A reação de Pedro (cf. 2Sm 20,20; 23,17; 1Cr 11,19) ilustra bem a dificuldade de associar o título de Cristo às perspectivas da paixão e da morte. Talvez isto esclareça a preterição, em Mc, desse título (além de “Santo” e “Filho de Deus”) até a paixão (só o centurião reconhecerá que o crucificado “era Filho de Deus” (15,39; cf. 1Cor 1,22-24). Opondo-se ao padecimento de Jesus, Pedro endossa o papel de “Satanás” (cf. Jó 1-2), que tenta desviar Jesus da obediência a Deus. Pedro acabou de abandonar a sua posição de discípulo que deve seguir, ou seja, caminhar atrás de Jesus (cf. 1,17,20; 8,34).

Chamou Jesus a multidão com seus discípulos e disse: “Se alguém me quer seguir, renuncie a si mesmo, tome a sua cruz e me siga (v. 34).

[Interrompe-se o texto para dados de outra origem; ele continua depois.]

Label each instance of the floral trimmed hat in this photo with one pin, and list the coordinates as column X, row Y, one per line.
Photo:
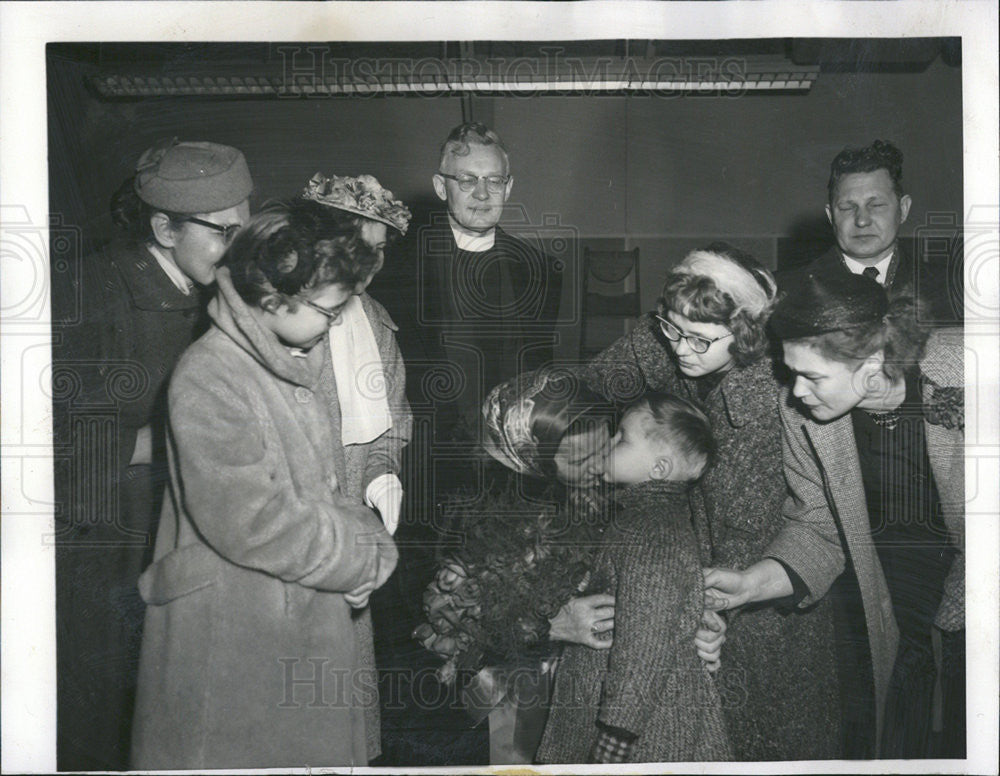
column 363, row 196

Em Mc, cada anúncio da Paixão é seguido primeiro por uma falta de compreensão por parte dos discípulos, e em seguida por palavras de Jesus, que tira as consequências para seus discípulos (8,32-38; 9,32-41; 10,35-45; cf. Lc 9,23 “para todos”): “renunciar a si mesmo, tomar a sua cruz e seguir” (v. 34).

Depois de falar aos discípulos, Jesus fala a multidão. Pedro entendeu quem era Jesus (o messias), mas não estava disposto de viver este entendimento (vv. 22-33). Só entenderá Jesus, quem o seguir no sofrimento. Aqui aparece pela primeira vez a “cruz” no evangelho. Jesus deixa claro, que o destino do seu caminho é a cruz (em v. 31 só falou de rejeição e morte).  Só criminosos subversivos e escravos eram condenados à morte de cruz. Quem quiser seguir a Jesus, esteja disposto a se tornar marginalizado por uma sociedade injusta (perder a vida) e mais, a sofrer o mesmo destino de Jesus: morrer como subversivo (tomar a cruz).

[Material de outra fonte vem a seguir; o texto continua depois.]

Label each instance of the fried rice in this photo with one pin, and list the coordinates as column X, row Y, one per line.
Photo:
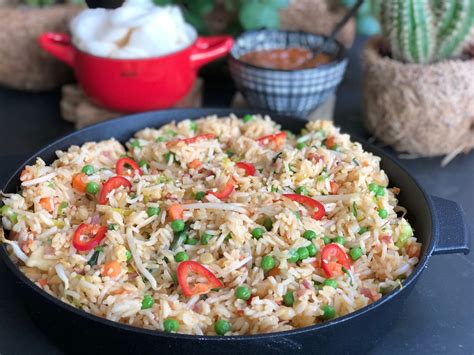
column 130, row 276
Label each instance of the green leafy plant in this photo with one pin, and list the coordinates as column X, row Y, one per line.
column 425, row 31
column 250, row 14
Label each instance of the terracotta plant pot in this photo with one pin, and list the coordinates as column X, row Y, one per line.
column 426, row 110
column 23, row 65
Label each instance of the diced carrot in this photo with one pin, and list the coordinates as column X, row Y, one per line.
column 47, row 203
column 274, row 272
column 175, row 212
column 118, row 291
column 330, row 142
column 334, row 187
column 78, row 182
column 194, row 164
column 112, row 269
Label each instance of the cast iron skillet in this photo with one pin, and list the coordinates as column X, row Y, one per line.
column 439, row 224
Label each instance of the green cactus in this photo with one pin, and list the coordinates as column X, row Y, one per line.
column 425, row 31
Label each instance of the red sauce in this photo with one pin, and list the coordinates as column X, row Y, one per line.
column 286, row 59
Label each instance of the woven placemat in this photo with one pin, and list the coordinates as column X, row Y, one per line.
column 76, row 107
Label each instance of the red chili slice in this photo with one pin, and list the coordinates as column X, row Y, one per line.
column 333, row 259
column 194, row 139
column 228, row 189
column 278, row 138
column 119, row 167
column 183, row 271
column 249, row 168
column 112, row 184
column 88, row 236
column 319, row 212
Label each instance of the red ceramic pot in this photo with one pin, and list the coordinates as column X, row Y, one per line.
column 134, row 85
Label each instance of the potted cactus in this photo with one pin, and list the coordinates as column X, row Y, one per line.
column 418, row 86
column 23, row 65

Ao falar de “renunciar a si mesmo”, Mc não pensa num ideal de ascese ou masoquismo que se opõe à ideia de que felicidade é ser livre do sofrimento, mas significa seguir Jesus e orientar-se nele em vez dos próprios interesses, seguir ao ponto de custar a vida no martírio. “Renunciar” quer “dizer não, negar”, está ligado à profissão da fé (no batismo) ou negar Jesus como depois Pedro em Mc 14,66-72p. Renunciar a si mesmo não significa suicídio, porque neste a própria vontade ainda se sobrepõe à vontade de Deus.

Pois quem quiser salvar a sua vida, vai perdê-la; mas quem perder a sua vida por causa de mim e do Evangelho, vai salvá-la (v. 35).

Atrás disso está a experiência que se pode ganhar o mundo, mas perder a si mesmo (cf. v. 36). Pode se ganhar rios de dinheiro, mas morrer de repente (cf. a parábola em Lc 12,16-21 e Eclo 11,18s; Jó 2,4; Sl 49,8s). Pode-se perder a chance de ganhar a vida eterna, não renunciando a seus bens materiais (cf. 10,17-25).

Quem vive buscando bens e riquezas, nunca ficará satisfeito. Quem se doa aos outros, esquece de si mesmo e sente uma grande felicidade. A cruz, então, não é só um sacrifício. É o único modo para não perder a própria vida, não dissipá-la em coisas superficiais que não conduzem à felicidade. Diferente da sabedoria grega, não é a “vida” (em grego: zoé) na terra o bem maior, mas a “vida” transcendente (Mc usa a palavra grega psyqué) que depende do juízo final.

O site da CNBB comenta:

A resposta que damos à pergunta que Jesus faz aos discípulos e a cada um de nós no Evangelho de hoje mostra principalmente o significado que ele tem em nossas vidas e exige coerência no relacionamento que nós temos com ele. Para Pedro, Jesus é o Messias, o enviado de Deus, o Ungido, o Salvador, mas Pedro é incoerente no relacionamento, pois não quer submeter-se a ele e aceitar os caminhos da salvação. Assim também acontece conosco: dizemos que Jesus é amor, mas não amamos; que é Deus, mas não o servimos; que é o enviado do Pai, mas não o ouvimos; que é nosso irmão, mas não criamos fraternidade.

O Evangelho de hoje nos mostra um significado fundamental para entendermos o mistério da cruz. Jesus diz: “renuncie a si mesmo e tome a sua cruz”. A cruz significa antes de tudo não ser mais nada para si e ser tudo para os outros. De fato, Jesus no alto da cruz já não tinha nada que fosse seu, a não ser a sua própria vida, e até ela nos é dada conforme ele mesmo nos diz: “Ninguém tira a minha vida, eu a dou livremente”. Mas esse fato é o coroamento de toda a vida de Jesus que não se apegou ciosamente à sua condição divina, mas se fez homem, obediente até a morte e morte de cruz, vivendo totalmente para servir ao seu Pai e aos seus irmãos e irmãs, numa total oblação.